I'm back to work and surprisingly my boss is no angry at me because i didnt waited and apologized thanks alot for all the replies it


----------



## cgorio2 (Jul 27, 2013)

vantage said:


> you made a 'request'
> 
> they didn't oblige, so you've changed your 'request' into a DEMAND, by breaching the terms of your contract.
> Sounds like you do not have a leg to stand on, and should get back to work pronto, as the consequences will be far worse than not being allowed to relocate.
> ...


I texted my boss telling him i'm not going back to work until he transfers me to another branch and he did not reply... so i decided to ask opinions from this forum because im thingking if he will not transfer ill wait till my contract ends at the end of the month but again its a wrong move


----------



## QOFE (Apr 28, 2013)

cgorio2 said:


> I texted my boss telling him i'm not going back to work until he transfers me to another branch and he did not reply... so i decided to ask opinions from this forum because im thingking if he will not transfer ill wait till my contract ends at the end of the month but again its a wrong move


So stomping your feet didn't help... Your wrong move was to TEXT your boss and DEMAND to get transferred. Wouldn't life be so easy if we could just hold our employers at ransom and demand what we want. Did you demand 1000% salary increase too? 
Welcome to the grownup's world...


----------



## dizzyizzy (Mar 30, 2008)

Cool, I didn't know people were allowed to make such types of demands here!!

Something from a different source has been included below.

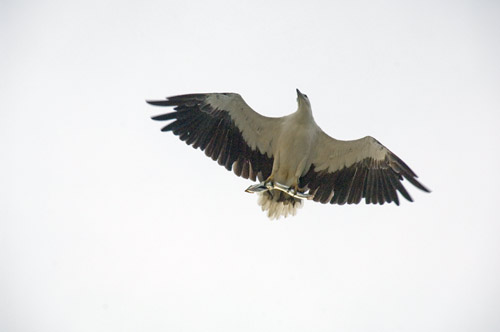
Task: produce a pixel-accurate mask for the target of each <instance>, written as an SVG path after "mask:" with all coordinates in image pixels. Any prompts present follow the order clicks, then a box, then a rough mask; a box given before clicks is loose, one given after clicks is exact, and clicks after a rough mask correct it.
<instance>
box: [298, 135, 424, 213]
mask: <svg viewBox="0 0 500 332" xmlns="http://www.w3.org/2000/svg"><path fill="white" fill-rule="evenodd" d="M318 143H319V144H318V147H317V151H316V153H315V155H314V157H313V160H312V165H311V168H310V169H309V171H308V172H307V173H306V174H305V175H304V176H302V177H301V179H300V187H301V188H303V190H307V191H308V192H309V193H310V194H313V195H314V198H313V199H314V201H316V202H321V203H328V202H329V203H331V204H345V203H347V204H358V203H359V202H360V201H361V200H362V199H363V198H364V199H365V202H366V203H367V204H384V203H386V202H387V203H391V202H394V203H395V204H396V205H399V198H398V192H399V193H400V194H401V195H402V196H403V197H404V198H406V199H407V200H409V201H413V200H412V198H411V196H410V194H409V193H408V191H407V190H406V189H405V187H404V186H403V184H402V181H403V179H406V180H407V181H409V182H410V183H411V184H413V185H414V186H415V187H417V188H419V189H420V190H423V191H425V192H430V191H429V189H427V188H426V187H424V186H423V185H422V184H421V183H420V182H419V181H418V180H417V179H416V178H417V175H416V174H415V173H414V172H413V171H412V170H411V169H410V168H409V167H408V165H406V164H405V163H404V162H403V161H402V160H401V159H400V158H399V157H398V156H396V155H395V154H394V153H392V152H391V151H389V150H388V149H387V148H386V147H384V146H383V145H382V144H380V143H379V142H378V141H377V140H375V139H373V138H372V137H365V138H363V139H360V140H356V141H339V140H335V139H332V138H330V137H329V136H327V135H326V134H324V133H323V136H322V137H321V138H320V140H319V141H318Z"/></svg>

I will immediately demand from my employer to open a branch for me at The Greens so I can walk to work from home and go for afternoon siestas


----------



## saraswat (Apr 28, 2012)

I want a personal helicopter ..


----------



## Windsweptdragon (Aug 12, 2012)

Sometimes you open a thread and go .

This was one of those times.


----------



## Byja (Mar 3, 2013)

dizzyizzy said:


> Cool, I didn't know people were allowed to make such types of demands here!!
> 
> I will immediately demand from my employer to open a branch for me at The Greens so I can walk to work from home and go for afternoon siestas


While you're at it, demand an office for me as well. Nothing fancy, 500 sqft will be enough.


----------



## cgorio2 (Jul 27, 2013)

dizzyizzy said:


> Cool, I didn't know people were allowed to make such types of demands here!!
> 
> I will immediately demand from my employer to open a branch for me at The Greens so I can walk to work from home and go for afternoon siestas


I requested my transfer 1 month ago and he agreed in one condition. I will train 1 staff who accurately do my job and he will let me go. But unfortunately after a month of training and transfer of duties to my replacement he refused me. Because of disappointment and mixed emotions i really did a huge mistake of being absent for 2 days


----------



## cgorio2 (Jul 27, 2013)

QOFE said:


> So stomping your feet didn't help... Your wrong move was to TEXT your boss and DEMAND to get transferred. Wouldn't life be so easy if we could just hold our employers at ransom and demand what we want. Did you demand 1000% salary increase too?
> Welcome to the grownup's world...


I was provoked to do it because one of the staff argued with our boss and did the same thing and he was transferred the next day. If i knew the consequences i should havr written a formal letter to our head


----------